In the church there was no one but the peasants, the servants and

their women-folk. But Darya Alexandrovna saw, or fancied she

saw, the sensation produced by her children and her. The

children were not only beautiful to look at in their smart little

dresses, but they were charming in the way they behaved.

Aliosha, it is true, did not stand quite correctly; he kept

turning round, trying to look at his little jacket from behind;

but all the same he was wonderfully sweet. Tanya behaved like a

grownup person, and looked after the little ones. And the

smallest, Lily, was bewitching in her naïve astonishment at

everything, and it was difficult not to smile when, after taking

the sacrament, she said in English, "Please, some more."

On the way home the children felt that something solemn had

happened, and were very sedate.

Everything went happily at home too; but at lunch Grisha began

whistling, and, what was worse, was disobedient to the English

governess, and was forbidden to have any tart. Darya

Alexandrovna would not have let things go so far on such a day

had she been present; but she had to support the English

governess's authority, and she upheld her decision that Grisha

should have no tart. This rather spoiled the general good humor.

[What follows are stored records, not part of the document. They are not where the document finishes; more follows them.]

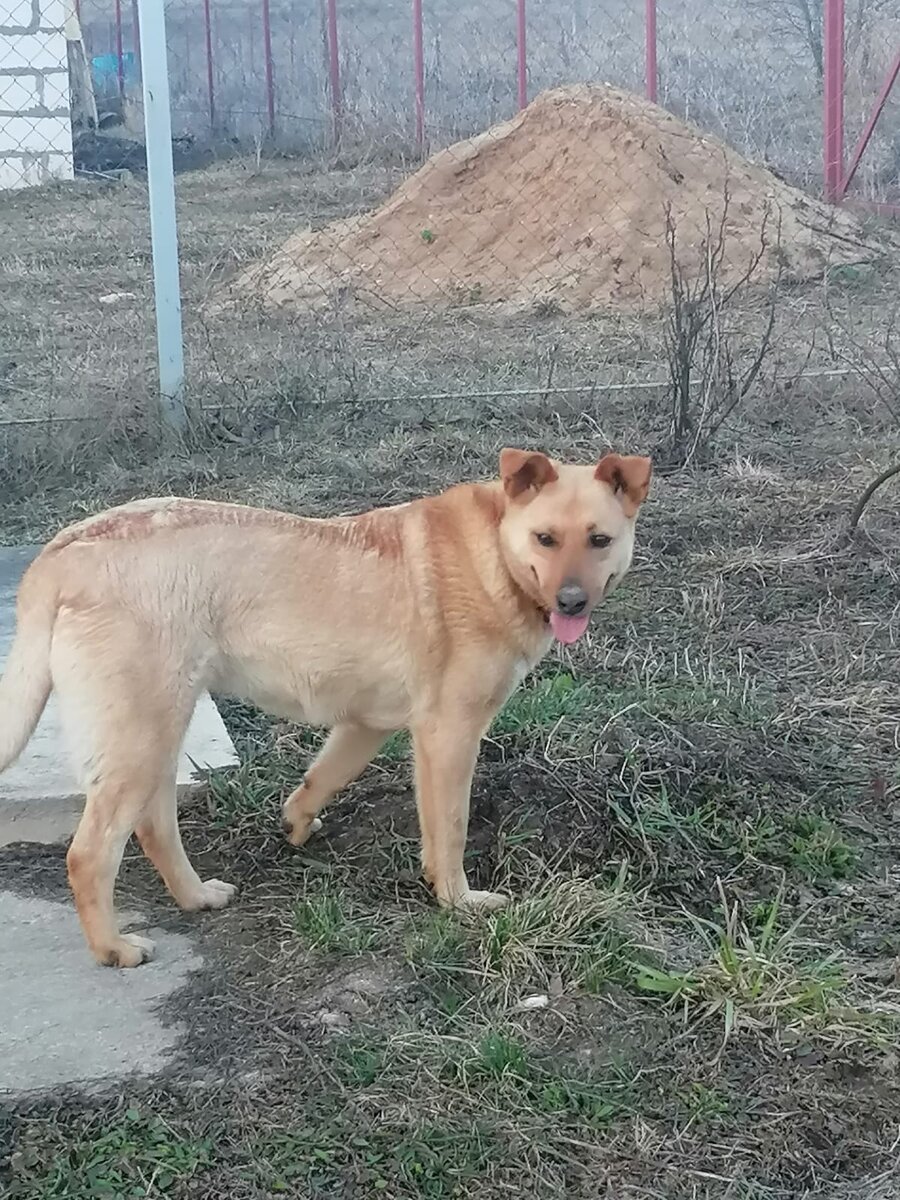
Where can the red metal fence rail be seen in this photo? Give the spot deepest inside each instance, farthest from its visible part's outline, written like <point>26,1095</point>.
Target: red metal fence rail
<point>227,29</point>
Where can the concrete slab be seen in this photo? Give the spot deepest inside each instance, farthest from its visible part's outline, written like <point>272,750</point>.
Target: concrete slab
<point>40,797</point>
<point>64,1020</point>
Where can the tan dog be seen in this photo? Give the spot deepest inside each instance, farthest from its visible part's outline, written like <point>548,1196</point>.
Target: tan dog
<point>424,617</point>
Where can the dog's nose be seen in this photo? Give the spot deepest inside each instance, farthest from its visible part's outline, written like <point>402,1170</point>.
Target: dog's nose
<point>571,600</point>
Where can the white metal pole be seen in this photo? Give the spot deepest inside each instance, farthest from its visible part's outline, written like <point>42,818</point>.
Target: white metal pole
<point>163,231</point>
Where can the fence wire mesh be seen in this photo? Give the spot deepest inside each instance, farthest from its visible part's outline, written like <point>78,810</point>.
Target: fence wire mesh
<point>364,210</point>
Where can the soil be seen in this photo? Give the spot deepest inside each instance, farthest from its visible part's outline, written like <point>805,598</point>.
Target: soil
<point>565,205</point>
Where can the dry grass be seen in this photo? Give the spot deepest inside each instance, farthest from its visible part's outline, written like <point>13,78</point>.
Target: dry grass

Grisha cried, declaring that Nikolinka had whistled too, and he

was not punished, and that he wasn't crying for the tart--he

didn't care--but at being unjustly treated. This was really too

tragic, and Darya Alexandrovna made up her mind to persuade the

English governess to forgive Grisha, and she went to speak to

her. But on the way, as she passed the drawing room, she beheld

a scene, filling her heart with such pleasure that the tears came

into her eyes, and she forgave the delinquent herself.

The culprit was sitting at the window in the corner of the

drawing room; beside him was standing Tanya with a plate. On the

pretext of wanting to give some dinner to her dolls, she had

asked the governess's permission to take her share of tart to the

nursery, and had taken it instead to her brother. While still

weeping over the injustice of his punishment, he was eating the

tart, and kept saying through his sobs, "Eat yourself; let's eat

it together...together."

Tanya had at first been under the influence of her pity for

Grisha, then of a sense of her noble action, and tears were

standing in her eyes too; but she did not refuse, and ate her

share.

On catching sight of their mother they were dismayed, but,

looking into her face, they saw they were not doing wrong. They

burst out laughing, and, with their mouths full of tart, they

began wiping their smiling lips with their hands, and smearing

their radiant faces all over with tears and jam.